All the king’s horses, and all the king’s men – The Genoa Conference and the Gold Standard
A century ago, many of the world’s great statesmen gathered in the Italian city of Genoa to build a monetary order for the post-war world.
Before 1914, the world’s leading economies had been on the classical gold standard. This was based on convertibility between paper money and gold at a fixed parity price and the free export and import of gold.
If a central bank set a parity price of £5 per ounce of gold, for example, an expansion of the money supply relative to gold reserves would push the market price up to, say, £6 per oz. In this case, it would make sense to take a £5 note to the bank, buy 1 ounce of gold, and sell it on the market for £6. During monetary contractions, the process worked in reverse. If the market price fell to, say, £4 per ounce it would make sense to buy an ounce of gold on the market for £4 and sell it to the bank for £5. In each case convertibility corrected monetary expansion or contraction. In an expansion, gold would flow out of banks forcing a contraction in the currency if they wished to maintain their reserve ratios. Likewise, a contraction would see gold flow into banks which would expand their issue of currency.

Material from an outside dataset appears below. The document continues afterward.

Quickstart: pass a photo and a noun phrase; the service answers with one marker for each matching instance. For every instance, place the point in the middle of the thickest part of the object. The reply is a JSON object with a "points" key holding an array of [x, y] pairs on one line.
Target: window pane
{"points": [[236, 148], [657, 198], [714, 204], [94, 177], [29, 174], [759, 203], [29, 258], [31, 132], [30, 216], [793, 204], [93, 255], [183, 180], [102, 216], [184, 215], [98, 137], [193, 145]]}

The First World War shattered this system. Countries financed their war efforts by printing money and convertibility and exportability were suspended. Between 1914 and 1918, total metallic reserves as a share of bank notes plus deposits fell from 63 to 1 percent in Austria-Hungary, 57 to 10 percent in Germany, 60 to 9 percent in Italy, 64 to 17 percent in France, and 40 to 33 percent in Britain. This caused rampant inflation, followed by a bust. In 1920, the League of Nations reported:
After the war most countries wished to return to the gold standard but faced a problem: there was now much more currency relative to their gold reserves. The parity prices of gold were far below the market prices, which would lead to massive outflows of gold once convertibility was re-established.
To solve this problem, among others, the statesmen gathered in April and May 1922. Their solution was the gold exchange standard.
The gold exchange standard would solve the imbalance between currency and gold reserves by increasing reserves. But the gold stock could not be expanded beyond new discoveries so the gold exchange standard allowed central banks to add to their gold reserves the assets of countries whose currency was convertible into gold. In practice these were sterling and dollars. By 1927, foreign exchange accounted for 42% of the total reserves (gold and foreign exchange) of twenty-four European central banks, up from 27% in 1924 and 12% in 1913.
But sterling assets were no longer deemed as ‘good as gold’. In 1925, Britain’s Chancellor of the Exchequer, Winston Churchill – against his better judgement – re-established sterling convertibility at the pre-war parity. This was too high and helped cripple British exports. Attempts to drive wages down in an internal devaluation provoked the General Strike in 1926. Countries like France and Germany began to switch their sterling for gold. From 1924 to 1928, foreign exchange fell from 59% of Germany’s total reserves to just 8%. Sterling couldn’t cope; liabilities stood at $2.5 billion, nearly four times the Bank of England’s gold reserves.
In 1927, Montagu Norman, Governor of the Bank of England, persuaded his friend Benjamin Strong, Governor of the Federal Reserve Bank of New York, to cut the Fed funds rate in the hope of relieving pressure on sterling. Whatever relief this action bought sterling, some economists have seen it as a cause of the stock market bubble that burst so spectacularly in 1929.
The Wall Street crash and its aftermath wrecked the gold exchange standard. As budget deficits grew, sterling came under renewed pressure in 1931. Unable to enact ‘austerity’ measures, the Labour government collapsed and was replaced by a National Government which promptly devalued (an external devaluation): “`Nobody told us we could do that”, one Labour politician observed. With a core country severing its link to gold others soon followed. By the end of 1932 32 countries had gone off gold. ‘Beggar-thy-neighbour’ devaluations would continue through the 1930s.
The gold standard is sometimes blamed for the Great Depression but the classical gold standard was history by then: as economist Richard Timberlake notes, “The operational gold standard ended forever at the time the United States became a belligerent in World War I”. The flaws in its successor, however, the gold exchange standard, designed a century ago, carry much more culpability.
John Phelan is an Economist at Center of the American Experiment.